On 30 May 2019 and 07 June 2019 when you checked in at our Taipei and New York airport counters respectively. You presented two different emails with the same reference number, asking for upgrades on flights CX495 and CX890 on 30 May 2019 and flight CX865 on 07 June 2019. The offers were made to you by R**** L*** according to the emails you showed our check-in staff.
We verified with R**** and understand that he did not send any such emails to you. We also cross-checked our email systems and confirmed no emails were delivered to you on the date and time as indicated in your emails.
To the best of our knowledge with the information on hand, we concluded that the emails you presented for upgrades were not issued by Cathay Pacific Airways. The decision was made to refuse the carriage of you given your repeated attempts to present a fraudulent document for upgrading on our flights.
We can understand and respect your decision that you [don’t want] to further communicate with us unless it’s through your legal counsel. Please have your legal counsel write to us through this email address with the same subject line. I will turn over your case to our legal team for a direct follow up with your legal counsel. (Cathay Pacific)
At this point it was clear that Cathay Pacific was confident with the results of their investigation, and gladly recommended that her legal team contact theirs.
Cathay was still nice enough to refund her unused portion of her ticket, but refused to reimburse her for the addition cost incurred as a result of the inconvenience. According to their General Conditions for Carriage for Passengers and Baggage, Section 8.2 states that:
If, due to your behaviour, conduct, mental or physical condition, we have, in the exercise of our reasonable discretion, refused to carry you, or removed you en route, then we may cancel the remaining unused portion of your Ticket, and you will not be entitled to further carriage or to a refund either in respect of the sector that was the subject of the refusal of carriage or removal, or any subsequent sectors covered by the Ticket. We will not be liable for any consequential loss or damage alleged due to any such refusal to carry or removal en route.

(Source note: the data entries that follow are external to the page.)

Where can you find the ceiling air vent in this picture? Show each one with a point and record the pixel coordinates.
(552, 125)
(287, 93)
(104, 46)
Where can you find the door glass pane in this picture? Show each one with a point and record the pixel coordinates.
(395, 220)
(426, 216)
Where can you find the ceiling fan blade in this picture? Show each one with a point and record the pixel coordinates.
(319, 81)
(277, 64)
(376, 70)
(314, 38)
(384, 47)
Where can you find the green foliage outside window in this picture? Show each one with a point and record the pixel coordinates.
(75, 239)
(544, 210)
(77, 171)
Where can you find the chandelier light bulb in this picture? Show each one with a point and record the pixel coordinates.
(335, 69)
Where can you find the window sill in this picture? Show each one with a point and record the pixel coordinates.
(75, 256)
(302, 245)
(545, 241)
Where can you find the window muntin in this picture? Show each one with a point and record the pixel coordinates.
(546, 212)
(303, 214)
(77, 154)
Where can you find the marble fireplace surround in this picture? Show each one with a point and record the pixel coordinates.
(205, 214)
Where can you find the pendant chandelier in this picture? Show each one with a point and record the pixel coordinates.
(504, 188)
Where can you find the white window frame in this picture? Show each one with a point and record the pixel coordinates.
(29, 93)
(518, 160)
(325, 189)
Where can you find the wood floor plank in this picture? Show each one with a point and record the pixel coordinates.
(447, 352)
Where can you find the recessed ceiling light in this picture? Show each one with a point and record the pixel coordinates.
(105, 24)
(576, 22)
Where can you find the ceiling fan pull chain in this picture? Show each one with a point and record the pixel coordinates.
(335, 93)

Even after the decision was finalized, she was still insistent that her emails were legitimate, and is currently trying hire legal counsel to try to set the record straight.
Based on the evidence presented, the social media star in question was unable to substantiate her claim and got called out for it. Some airlines may have simply overlooked the request, but it’s clear that Cathay would not let this slip, investigating the matter from start to finish.
Assuming on the other hand that the email was indeed genuine, if I were in her position, I would have confirmed with the airline beforehand via telephone whether the email was legitimate or not.